After training a model, you probably want to make predictions on new, unseen data. Just like a sklearn estimator, you can call the prediction methods from the model, e.g., atom.tree.predict(X).

All prediction methods transform the provided data through the pipeline in the model's branch before making the predictions. Transformers that should only be applied on the training set are excluded from this step (e.g., outlier pruning or class balancing).

The available prediction methods are the standard methods for predictors in sklearn's and sktime's API.

For classification and regression tasks:

decision_functionGet confidence scores on new data or existing rows.
predictGet predictions on new data or existing rows.
predict_log_probaGet class log-probabilities on new data or existing rows.
predict_probaGet class probabilities on new data or existing rows.
scoreGet a metric score on new data.

For forecast tasks:

predictGet predictions on new data or existing rows.
predict_intervalGet prediction intervals on new data or existing rows.
predict_probaGet probabilistic forecasts on new data or existing rows.
predict_quantilesGet quantile forecasts on new data or existing rows.
predict_varGet variance forecasts on new data or existing rows.
scoreGet a metric score on new data.

Warning

The score method return atom's metric score, not the metric returned by sklearn/sktime's score method for predictors. Use the method's metric parameter to calculate a different metric.

Note

  • The output of ATOM's methods are pandas objects, not numpy arrays.
  • The predict_proba method of some meta-estimators for multioutput tasks (such as MultioutputClassifier) return 3 dimensions, namely, a list of arrays with shape=(n_samples, n_classes). One array per target column. Since ATOM's prediction methods return pandas objects, such 3-dimensional arrays are converted to a multiindex pd.DataFrame, where the first level of the row indices are the target columns, and the second level are the classes.
  • The prediction results are cached after the first call to avoid consequent expensive calculations. This mechanism can increase the size of the instance for large datasets. Use the clear method to free the memory.

It's also possible to get the prediction for a specific row or rows in the dataset.

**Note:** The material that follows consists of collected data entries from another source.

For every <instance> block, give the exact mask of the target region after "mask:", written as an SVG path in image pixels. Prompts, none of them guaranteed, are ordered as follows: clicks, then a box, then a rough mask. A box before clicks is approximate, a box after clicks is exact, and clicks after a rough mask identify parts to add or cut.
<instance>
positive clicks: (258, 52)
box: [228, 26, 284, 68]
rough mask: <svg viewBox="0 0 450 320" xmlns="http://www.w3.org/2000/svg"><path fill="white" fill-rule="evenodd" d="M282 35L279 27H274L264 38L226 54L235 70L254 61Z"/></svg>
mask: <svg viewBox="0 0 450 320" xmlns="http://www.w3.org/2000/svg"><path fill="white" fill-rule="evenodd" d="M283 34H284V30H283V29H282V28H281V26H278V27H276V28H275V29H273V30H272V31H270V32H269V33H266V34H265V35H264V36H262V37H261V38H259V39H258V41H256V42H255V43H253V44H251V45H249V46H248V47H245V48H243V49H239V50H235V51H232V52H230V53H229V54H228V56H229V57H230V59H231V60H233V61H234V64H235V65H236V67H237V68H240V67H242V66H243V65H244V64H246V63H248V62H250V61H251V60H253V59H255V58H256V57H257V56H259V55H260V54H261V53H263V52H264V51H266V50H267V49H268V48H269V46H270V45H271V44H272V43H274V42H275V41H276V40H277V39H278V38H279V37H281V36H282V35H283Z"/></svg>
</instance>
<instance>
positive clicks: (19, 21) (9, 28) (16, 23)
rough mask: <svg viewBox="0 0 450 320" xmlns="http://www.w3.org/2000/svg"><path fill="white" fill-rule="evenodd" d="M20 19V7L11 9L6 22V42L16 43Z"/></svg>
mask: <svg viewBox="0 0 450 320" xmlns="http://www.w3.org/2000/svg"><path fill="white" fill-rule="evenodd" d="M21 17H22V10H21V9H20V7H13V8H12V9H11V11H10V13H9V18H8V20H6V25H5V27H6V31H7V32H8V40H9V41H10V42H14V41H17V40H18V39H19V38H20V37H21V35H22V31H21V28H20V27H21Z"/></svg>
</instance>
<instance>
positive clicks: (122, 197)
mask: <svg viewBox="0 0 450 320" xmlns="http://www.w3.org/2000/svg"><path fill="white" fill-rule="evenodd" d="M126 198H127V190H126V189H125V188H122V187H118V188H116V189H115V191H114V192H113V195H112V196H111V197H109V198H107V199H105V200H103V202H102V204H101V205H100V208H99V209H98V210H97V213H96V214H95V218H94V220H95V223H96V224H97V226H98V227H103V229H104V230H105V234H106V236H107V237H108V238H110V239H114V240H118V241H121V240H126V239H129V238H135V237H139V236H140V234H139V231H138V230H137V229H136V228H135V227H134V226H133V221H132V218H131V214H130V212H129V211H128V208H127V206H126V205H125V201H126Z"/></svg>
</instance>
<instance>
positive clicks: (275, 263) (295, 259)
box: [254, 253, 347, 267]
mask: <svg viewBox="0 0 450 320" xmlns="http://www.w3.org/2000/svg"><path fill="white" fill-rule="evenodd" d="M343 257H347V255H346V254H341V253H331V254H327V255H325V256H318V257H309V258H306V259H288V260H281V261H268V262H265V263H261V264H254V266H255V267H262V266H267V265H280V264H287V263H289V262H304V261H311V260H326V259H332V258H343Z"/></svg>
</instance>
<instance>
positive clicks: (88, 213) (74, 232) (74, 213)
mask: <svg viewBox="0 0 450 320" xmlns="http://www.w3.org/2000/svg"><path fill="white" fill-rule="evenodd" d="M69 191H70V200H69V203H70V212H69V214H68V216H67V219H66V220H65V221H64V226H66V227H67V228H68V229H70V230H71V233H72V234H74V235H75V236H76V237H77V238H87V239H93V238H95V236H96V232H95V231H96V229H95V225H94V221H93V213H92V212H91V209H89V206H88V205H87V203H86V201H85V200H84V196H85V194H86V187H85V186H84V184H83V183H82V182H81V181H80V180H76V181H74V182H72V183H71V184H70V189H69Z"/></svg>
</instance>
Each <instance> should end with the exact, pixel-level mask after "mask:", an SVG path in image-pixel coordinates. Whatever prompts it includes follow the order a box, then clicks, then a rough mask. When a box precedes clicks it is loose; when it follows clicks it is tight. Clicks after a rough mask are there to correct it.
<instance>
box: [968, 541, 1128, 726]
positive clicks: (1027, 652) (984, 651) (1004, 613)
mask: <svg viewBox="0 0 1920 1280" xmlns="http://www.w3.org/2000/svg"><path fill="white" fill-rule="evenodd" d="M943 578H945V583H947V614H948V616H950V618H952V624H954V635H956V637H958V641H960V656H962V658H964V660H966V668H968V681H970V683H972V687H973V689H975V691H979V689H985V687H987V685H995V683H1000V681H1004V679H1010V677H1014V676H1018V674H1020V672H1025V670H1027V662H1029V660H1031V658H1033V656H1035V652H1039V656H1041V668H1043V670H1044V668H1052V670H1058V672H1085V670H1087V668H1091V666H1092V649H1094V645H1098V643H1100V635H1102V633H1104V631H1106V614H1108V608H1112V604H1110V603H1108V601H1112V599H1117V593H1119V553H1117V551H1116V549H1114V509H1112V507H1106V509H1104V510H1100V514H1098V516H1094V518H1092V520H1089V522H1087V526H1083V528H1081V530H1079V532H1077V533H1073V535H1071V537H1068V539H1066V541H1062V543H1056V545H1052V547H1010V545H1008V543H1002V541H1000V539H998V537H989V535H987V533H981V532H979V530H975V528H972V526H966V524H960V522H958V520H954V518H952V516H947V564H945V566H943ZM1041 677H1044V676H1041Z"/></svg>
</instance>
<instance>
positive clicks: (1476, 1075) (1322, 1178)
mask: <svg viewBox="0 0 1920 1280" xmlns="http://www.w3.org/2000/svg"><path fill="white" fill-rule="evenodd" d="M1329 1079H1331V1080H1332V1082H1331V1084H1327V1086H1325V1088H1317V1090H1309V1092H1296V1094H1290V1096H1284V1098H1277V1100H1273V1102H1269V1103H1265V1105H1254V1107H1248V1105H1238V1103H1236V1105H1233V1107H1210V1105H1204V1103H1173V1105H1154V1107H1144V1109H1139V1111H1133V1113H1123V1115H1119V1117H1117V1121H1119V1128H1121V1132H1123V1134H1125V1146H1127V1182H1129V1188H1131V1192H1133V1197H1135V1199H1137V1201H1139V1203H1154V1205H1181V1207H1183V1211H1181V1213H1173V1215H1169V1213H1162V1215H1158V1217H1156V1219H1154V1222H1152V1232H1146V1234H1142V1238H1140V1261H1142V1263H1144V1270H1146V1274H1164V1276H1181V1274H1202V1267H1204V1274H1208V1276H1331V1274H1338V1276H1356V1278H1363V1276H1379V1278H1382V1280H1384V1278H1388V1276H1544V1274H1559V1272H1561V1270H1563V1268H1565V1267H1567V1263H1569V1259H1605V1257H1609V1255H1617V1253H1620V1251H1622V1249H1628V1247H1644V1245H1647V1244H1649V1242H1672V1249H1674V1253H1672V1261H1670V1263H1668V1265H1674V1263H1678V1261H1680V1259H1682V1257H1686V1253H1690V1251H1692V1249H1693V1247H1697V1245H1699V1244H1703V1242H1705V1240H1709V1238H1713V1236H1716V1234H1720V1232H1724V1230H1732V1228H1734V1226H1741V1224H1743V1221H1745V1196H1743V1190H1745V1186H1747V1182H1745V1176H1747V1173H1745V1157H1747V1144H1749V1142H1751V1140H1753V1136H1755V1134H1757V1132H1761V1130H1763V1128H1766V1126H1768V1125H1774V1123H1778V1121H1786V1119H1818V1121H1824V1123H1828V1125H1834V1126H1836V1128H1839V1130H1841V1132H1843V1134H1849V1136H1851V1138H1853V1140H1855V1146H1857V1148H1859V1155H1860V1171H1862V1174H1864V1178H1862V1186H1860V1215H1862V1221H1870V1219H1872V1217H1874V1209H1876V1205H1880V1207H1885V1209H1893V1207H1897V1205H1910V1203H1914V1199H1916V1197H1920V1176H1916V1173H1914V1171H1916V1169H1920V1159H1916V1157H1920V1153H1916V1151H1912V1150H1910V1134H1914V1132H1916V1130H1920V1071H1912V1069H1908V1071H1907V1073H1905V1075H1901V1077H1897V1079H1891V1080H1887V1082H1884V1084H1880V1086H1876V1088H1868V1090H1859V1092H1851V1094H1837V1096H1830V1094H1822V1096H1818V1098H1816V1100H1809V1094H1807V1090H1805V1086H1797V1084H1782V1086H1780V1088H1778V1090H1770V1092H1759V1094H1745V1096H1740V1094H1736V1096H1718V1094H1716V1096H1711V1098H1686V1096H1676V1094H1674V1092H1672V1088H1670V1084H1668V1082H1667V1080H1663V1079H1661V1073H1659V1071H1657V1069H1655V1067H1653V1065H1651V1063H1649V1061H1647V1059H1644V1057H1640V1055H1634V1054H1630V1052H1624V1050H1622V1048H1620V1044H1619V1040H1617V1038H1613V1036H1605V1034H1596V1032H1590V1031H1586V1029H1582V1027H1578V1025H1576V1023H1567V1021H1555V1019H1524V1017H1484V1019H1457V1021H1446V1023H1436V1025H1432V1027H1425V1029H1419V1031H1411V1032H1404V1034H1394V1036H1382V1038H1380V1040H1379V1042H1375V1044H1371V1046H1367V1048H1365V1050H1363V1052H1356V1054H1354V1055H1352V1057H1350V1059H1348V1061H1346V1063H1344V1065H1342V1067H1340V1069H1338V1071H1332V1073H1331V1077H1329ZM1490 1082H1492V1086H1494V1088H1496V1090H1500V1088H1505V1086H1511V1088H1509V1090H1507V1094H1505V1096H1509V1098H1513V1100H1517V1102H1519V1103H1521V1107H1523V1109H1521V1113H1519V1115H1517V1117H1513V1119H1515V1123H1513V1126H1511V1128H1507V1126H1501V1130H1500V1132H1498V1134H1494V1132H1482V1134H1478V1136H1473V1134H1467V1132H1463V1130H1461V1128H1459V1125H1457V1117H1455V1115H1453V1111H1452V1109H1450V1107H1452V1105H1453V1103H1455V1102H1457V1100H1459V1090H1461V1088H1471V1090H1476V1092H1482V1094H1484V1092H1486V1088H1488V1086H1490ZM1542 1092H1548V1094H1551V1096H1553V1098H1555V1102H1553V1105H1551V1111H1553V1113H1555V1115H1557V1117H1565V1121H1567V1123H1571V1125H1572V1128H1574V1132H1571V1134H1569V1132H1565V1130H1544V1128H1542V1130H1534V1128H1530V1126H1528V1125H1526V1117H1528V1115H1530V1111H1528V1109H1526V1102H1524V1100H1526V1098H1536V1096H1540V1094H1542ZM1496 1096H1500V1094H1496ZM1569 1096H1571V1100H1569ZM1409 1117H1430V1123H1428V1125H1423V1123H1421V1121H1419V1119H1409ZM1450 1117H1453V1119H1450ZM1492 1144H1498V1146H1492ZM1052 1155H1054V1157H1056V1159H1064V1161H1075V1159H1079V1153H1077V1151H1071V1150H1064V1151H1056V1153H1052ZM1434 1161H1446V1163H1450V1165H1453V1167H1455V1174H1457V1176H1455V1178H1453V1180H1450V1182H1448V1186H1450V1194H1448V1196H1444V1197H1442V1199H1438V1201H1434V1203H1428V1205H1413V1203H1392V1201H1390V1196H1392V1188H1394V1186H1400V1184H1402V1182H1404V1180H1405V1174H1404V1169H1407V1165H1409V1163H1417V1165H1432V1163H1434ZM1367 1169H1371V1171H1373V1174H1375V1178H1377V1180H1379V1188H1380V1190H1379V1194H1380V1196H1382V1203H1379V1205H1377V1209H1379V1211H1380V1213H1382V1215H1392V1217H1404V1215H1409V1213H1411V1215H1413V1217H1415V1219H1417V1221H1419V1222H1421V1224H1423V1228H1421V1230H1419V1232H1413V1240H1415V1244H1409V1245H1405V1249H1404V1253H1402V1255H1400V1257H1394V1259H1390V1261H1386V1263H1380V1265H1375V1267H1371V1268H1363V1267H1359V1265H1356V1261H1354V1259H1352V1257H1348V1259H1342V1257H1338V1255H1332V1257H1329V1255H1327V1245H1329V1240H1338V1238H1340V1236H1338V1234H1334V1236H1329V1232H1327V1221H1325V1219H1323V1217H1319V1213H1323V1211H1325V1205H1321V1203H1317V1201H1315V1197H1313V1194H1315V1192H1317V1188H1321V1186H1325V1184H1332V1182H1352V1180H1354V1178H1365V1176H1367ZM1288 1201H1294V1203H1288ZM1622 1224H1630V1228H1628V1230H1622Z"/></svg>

See the row and column selection section in the user guide to learn how to select the rows, e.g., atom.rf.predict("test") or atom.rf.predict_proba(range(100)).

Note

For forecast models, prediction on rows follow the ForecastingHorizon API. That means that using the row index works, but for example using atom.arima.predict(1) returns the prediction on the first row of the test set (instead of the second row of the train set).